TALLINN - Despite the turmoil in the eurozone, there’s a bit of a ‘love fest’ going on in Estonia, says a report by CNN, together with business magazine Fortune.  The country has worked hard and its reward now should be euro adoption.
The European Commission announced on May 12 that it supports Estonia’s bid for the euro. The European Central Bank will need to approve to finalize the deal. If all goes well, Estonia will join the eurozone at the beginning of 2011. That’ll probably happen, even though the central bank has expressed some concern over potential inflation problems in the country. They can’t really say no: Estonia has done right by all the financial requirements of the Maastricht Treaty.

To meet the Maastricht mandates, the  Estonian government sliced the national budget, and cut civil service by about 20 percent, battling their way back from a huge recession. They’ve been eyeing a spot in Europe’s premier financial league for a while, and now, it looks like they’re going to earn the promotion.
Members of the eurozone are glad that anyone still wants to join the team.
“Estonia is too small for the EU to gain anything but the symbolic,” says economist Barry Eichengreen from the University of California, Berkeley. “But, in terms of symbolism, a vote of confidence in the euro is timely, even when it comes from a country as small and distinctive as Estonia.”

Unfortunately, Estonia doesn’t really have the manpower to offer much financial clout. The country only has 1.3 million people, and a GDP of 27.7 billion U.S. dollars. It doesn’t stack up next to a power like Germany, which has a GDP of 2.9 trillion dollars, and is still growing, or even floundering Greece, at 330 billion dollars.
But Estonia has maintained admirable financial policies for some time. It’s ranked 16th in the world on the Wall Street Journal’s 2010 Index of Economic Freedom, and 7th in its region.

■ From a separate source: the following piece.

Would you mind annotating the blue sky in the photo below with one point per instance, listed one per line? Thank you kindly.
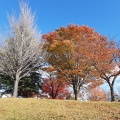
(102, 15)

“I think Estonia brings that voice of fiscal conservatism to the table, which always makes everybody squirm, but that’s a healthy thing,” says Jeremy Hildreth, a former economist who worked on the branding for Estonia. “It’s a great time for smart little Estonia to pop up on to the scene.”
Estonia’s been waiting for its breakout for quite some time. Things were looking good from 2004-2006, when Estonia’s growth numbers were in the double digits. But the country isn’t entirely immune to global pressures. When the property bubble burst in 2007, Estonia spun into a recession.

Estonian Prime Minister Andrus Ansip’s term started in 2007. He banked his campaign on getting the country in the eurozone. “A year ago, there didn’t seem to be any light at the end of the tunnel with the recession, then the euro became that [light],” says Andres Kasekamp, the director of the Estonian Foreign Policy Institute in Tallinn.
Estonia will reap the rewards from switching to the euro on several levels. Their current currency, the kroon, is already pegged to the euro, but without any of the many benefits, large and small, of being in the eurozone.

The currency switch would most likely boost foreign investment and tourism. Something as simple as removing the fee for exchanging money could effect the economy, says Oliver Loode, a marketing director at Consumetric, an Estonian tourism and marketing consultancy agency. “It just basically groups Estonia as a tourism destination more with Scandinavia than it does with the Baltic countries.”

That’s a big psychological shift, Kasekamp says. “Joining the eurozone is sort of this seal of being first class Europeans, not second class like the typical Eastern European.”
“It’s something that they’ve earned from scratch, whereas other countries had to fudge numbers,” says Hildreth. And Estonians are proud of that distinction, according to Kasekamp, who says that Estonians “have zero sympathy for the Greeks.”

“A year ago, had anyone said that Estonia joining [the euro] would be welcomed as a boost, it would have seemed to be a great exaggeration, but thanks to the Greek crisis, that’s the case,” adds Kasekamp.